Le Paraguay retrouve la Coupe du monde après 16 ans d'absence, et l'émotion était palpable lorsque le milieu Diego Gómez a fondu en larmes en conférence de presse. L'entraîneur Gustavo Alfaro a évoqué le poids émotionnel qui pèse sur ses joueurs, soulignant la longue attente. Leur dernière participation remonte à 2010 en Afrique du Sud, où ils avaient éliminé l'Italie, championne en titre.
Après 16 ans d'absence, le Paraguay revient en Coupe du monde en portant les espoirs de tout un peuple. Le milieu Diego Gómez, submergé par l'émotion, a éclaté en sanglots lors de la conférence de presse à la veille du match contre les États-Unis. L'étreinte de l'entraîneur Alfaro a symbolisé le soutien collectif dans ce moment historique.

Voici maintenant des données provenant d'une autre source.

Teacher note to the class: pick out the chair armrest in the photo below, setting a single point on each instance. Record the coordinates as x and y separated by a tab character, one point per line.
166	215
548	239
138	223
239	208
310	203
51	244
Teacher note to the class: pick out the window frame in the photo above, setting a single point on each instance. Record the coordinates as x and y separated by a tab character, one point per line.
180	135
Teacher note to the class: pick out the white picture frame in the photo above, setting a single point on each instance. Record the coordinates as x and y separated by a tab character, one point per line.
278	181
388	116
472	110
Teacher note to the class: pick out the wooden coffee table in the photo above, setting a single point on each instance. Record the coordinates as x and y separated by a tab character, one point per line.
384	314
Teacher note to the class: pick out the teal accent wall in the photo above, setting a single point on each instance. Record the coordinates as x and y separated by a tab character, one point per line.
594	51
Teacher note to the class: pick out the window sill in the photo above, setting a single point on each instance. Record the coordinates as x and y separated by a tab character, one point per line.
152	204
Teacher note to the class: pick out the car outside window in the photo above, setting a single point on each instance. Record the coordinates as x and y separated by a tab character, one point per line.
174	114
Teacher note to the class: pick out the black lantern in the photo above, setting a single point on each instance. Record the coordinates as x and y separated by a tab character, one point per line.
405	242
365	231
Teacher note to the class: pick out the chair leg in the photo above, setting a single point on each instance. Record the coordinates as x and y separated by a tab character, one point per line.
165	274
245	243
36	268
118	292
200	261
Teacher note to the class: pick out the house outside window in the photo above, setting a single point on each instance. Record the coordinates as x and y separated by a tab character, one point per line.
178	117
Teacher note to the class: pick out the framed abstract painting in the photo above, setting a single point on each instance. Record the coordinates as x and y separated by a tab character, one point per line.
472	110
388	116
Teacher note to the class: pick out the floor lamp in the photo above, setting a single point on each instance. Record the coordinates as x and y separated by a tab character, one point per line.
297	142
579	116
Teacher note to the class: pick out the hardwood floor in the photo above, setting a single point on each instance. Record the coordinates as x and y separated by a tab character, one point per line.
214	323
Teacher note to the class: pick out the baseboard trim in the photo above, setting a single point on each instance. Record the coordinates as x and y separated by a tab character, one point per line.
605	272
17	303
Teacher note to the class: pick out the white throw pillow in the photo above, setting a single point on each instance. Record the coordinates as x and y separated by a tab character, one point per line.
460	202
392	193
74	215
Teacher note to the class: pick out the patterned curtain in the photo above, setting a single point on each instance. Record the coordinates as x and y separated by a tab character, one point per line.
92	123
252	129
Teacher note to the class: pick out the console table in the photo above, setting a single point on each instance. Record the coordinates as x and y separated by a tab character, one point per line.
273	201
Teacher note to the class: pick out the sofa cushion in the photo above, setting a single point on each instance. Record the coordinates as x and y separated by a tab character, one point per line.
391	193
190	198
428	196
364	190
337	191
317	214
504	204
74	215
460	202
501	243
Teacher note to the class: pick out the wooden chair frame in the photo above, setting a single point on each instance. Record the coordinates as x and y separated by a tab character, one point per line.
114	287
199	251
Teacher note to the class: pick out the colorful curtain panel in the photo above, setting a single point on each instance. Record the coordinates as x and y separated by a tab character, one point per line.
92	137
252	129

Un moment d'émotion : le milieu paraguayen Diego Gómez a pleuré en conférence de presse, exprimant sa fierté de représenter son pays à la Coupe du monde 2026. L'entraîneur Gustavo Alfaro l'a soutenu d'un geste chaleureux, posant une main sur son épaule. 'Nous sommes enfin qualifiés, nous donnerons le meilleur', a déclaré Gómez en larmes.